In a masterpiece of casting, we had an eight year-old girl to play an eight year-old girl, along with a Cockney barrowboy hero and an Essex princess. Then there was me, taking work out of the hands of some struggling American actor somewhere. Despite a few flubs and rookie mistakes, I stand by the majority of my performance, noting that it was authentic enough to fool some genuine Americans when previewed at a US convention; in his smooth-talking lothario mode, Badd's breathless hearts-and-flowers monologues were enough to make my female castmates swoon, and what more can a guy ask for? But for all the effort, Beast Warriors would forever be a flash in the pan, doomed with poor sales into VHS limbo; plans for the sequel series K.O.Century Beast Warriors II and a subtitled version never materialised. Alas, Badd Mint, we hardly knew ye.

Dubbing Beast WarriorsJonathan did directorial duties and writerly cat-herding throughout the sessions, as well as lending his dulcet tones to the floppy-haired villain V-Daan. He recalls "Helen thought the script would be about eight pages long, and when it arrived it was 150 pages of handwritten Japanese. Beast Warriors was a dreadful flop for all sorts of reasons, and it’s best regarded as a £40,000 grant for me to find out how not to run a production." Like Jonathan, Helen also pseudonymously appeared in the show as Akumako, a tiny devil woman who constantly maddened our heroes; Harry Payne (as turtle-boy Mekka) and John Spencer (as Shaba, Wan's dad) filled out the rest of the Anime UK reprobates on the bill.

In the boom-and-bust phase of UK anime production, Beast Warriors was ill-starred from the start, and it fell by the wayside like a handful of other British one-off anime labels like East2West and Crusader.

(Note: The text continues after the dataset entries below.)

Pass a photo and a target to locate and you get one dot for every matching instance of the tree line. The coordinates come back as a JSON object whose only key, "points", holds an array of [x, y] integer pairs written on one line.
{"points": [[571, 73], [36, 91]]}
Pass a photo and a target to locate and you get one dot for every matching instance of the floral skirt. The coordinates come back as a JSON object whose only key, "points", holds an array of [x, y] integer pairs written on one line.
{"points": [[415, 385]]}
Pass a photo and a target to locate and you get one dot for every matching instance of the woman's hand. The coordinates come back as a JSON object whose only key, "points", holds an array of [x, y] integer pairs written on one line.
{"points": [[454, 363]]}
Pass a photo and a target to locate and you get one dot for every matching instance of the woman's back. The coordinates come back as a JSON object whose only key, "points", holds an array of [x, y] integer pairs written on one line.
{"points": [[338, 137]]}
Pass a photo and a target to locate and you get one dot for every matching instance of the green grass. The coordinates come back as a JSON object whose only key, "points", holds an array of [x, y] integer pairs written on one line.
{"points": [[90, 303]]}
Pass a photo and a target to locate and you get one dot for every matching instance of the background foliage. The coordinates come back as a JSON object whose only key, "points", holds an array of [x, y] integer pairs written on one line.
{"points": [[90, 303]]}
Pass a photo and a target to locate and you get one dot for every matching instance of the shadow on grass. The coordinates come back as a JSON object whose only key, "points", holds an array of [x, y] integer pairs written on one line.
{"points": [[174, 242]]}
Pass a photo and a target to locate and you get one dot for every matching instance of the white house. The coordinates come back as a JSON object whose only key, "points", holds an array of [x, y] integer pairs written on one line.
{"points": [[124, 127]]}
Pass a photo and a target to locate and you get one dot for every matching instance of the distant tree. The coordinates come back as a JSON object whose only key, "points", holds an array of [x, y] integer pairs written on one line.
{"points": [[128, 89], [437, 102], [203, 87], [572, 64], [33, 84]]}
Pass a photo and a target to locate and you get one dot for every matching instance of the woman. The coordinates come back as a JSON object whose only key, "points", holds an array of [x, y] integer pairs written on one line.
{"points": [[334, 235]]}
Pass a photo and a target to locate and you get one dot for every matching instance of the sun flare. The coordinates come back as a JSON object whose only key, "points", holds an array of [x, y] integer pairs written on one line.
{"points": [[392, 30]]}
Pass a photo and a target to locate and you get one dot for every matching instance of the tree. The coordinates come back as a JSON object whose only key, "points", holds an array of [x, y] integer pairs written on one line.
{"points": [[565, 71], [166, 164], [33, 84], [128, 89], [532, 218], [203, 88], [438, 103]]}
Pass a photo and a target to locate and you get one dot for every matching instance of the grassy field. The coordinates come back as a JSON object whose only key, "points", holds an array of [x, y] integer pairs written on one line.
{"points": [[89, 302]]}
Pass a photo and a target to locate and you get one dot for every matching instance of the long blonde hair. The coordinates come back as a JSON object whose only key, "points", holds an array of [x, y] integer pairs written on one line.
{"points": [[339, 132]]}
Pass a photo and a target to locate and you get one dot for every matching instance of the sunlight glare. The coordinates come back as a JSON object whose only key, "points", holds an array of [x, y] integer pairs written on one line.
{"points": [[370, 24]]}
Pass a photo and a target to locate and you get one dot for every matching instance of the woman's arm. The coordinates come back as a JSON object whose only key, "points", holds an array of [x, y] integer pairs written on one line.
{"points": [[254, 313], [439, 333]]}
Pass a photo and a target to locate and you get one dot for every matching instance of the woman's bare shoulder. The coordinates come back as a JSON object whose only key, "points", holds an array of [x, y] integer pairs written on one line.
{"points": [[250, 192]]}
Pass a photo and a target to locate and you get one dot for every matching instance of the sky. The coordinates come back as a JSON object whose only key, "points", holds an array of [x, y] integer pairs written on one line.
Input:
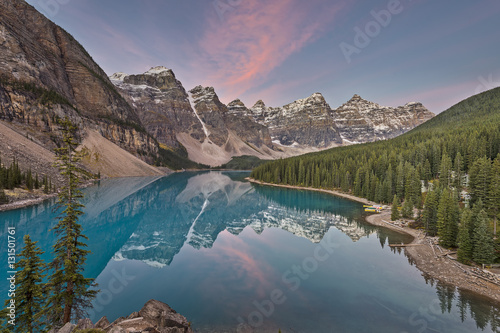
{"points": [[387, 51]]}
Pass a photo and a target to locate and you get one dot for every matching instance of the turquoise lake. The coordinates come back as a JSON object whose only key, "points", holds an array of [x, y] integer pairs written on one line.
{"points": [[230, 255]]}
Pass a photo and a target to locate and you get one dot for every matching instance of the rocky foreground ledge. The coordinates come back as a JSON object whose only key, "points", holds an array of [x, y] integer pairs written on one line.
{"points": [[154, 317]]}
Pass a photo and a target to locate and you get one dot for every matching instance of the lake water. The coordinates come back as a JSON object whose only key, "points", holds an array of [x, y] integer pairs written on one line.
{"points": [[226, 253]]}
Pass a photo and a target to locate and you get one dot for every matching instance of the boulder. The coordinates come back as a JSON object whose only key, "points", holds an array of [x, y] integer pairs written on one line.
{"points": [[134, 315], [163, 316], [117, 329], [68, 328], [84, 324], [102, 323]]}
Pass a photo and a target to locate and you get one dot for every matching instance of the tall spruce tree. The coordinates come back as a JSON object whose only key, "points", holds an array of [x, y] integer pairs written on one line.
{"points": [[407, 209], [494, 193], [29, 294], [447, 219], [70, 294], [484, 247], [464, 252], [394, 209], [430, 213]]}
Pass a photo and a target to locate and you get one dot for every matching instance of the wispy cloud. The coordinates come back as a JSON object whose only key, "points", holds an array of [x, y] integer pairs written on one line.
{"points": [[255, 38]]}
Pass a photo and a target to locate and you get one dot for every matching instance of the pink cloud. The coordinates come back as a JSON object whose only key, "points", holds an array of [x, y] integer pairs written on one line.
{"points": [[255, 38]]}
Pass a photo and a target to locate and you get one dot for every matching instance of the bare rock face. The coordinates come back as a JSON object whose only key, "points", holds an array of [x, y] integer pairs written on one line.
{"points": [[240, 121], [45, 74], [212, 112], [359, 120], [163, 316], [305, 122], [161, 103], [311, 121], [154, 317], [102, 323]]}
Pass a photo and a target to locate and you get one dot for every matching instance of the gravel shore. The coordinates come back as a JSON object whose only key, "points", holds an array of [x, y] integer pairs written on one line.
{"points": [[432, 260]]}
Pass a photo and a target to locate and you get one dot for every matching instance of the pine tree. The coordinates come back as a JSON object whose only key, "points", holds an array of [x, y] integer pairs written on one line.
{"points": [[494, 193], [480, 174], [3, 197], [430, 213], [394, 209], [407, 209], [447, 219], [70, 256], [484, 247], [29, 293], [445, 170], [464, 252]]}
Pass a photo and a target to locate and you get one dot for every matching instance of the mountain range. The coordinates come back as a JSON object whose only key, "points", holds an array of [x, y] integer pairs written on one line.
{"points": [[150, 118]]}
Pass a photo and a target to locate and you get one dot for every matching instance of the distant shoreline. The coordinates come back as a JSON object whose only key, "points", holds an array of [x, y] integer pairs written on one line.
{"points": [[336, 193], [428, 257]]}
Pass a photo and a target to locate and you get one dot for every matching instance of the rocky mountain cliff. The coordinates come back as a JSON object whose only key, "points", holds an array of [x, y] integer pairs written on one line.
{"points": [[213, 132], [45, 74], [303, 122], [312, 122], [359, 120]]}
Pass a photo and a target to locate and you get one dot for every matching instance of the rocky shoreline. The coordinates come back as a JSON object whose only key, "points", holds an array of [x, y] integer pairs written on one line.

Copies of the tape are - perhaps luckily - as rare as an ice cube on Venus, but the show lives on in plans for a new dub, done with proper actors by a major US anime distributor.

And as for me? My voice is available for rent.


Right to left: Jim Swallow discusses the Beast Warriors script with Jonathan Clements; Harry Payne and Helen McCarthy prepare for their arduous roles.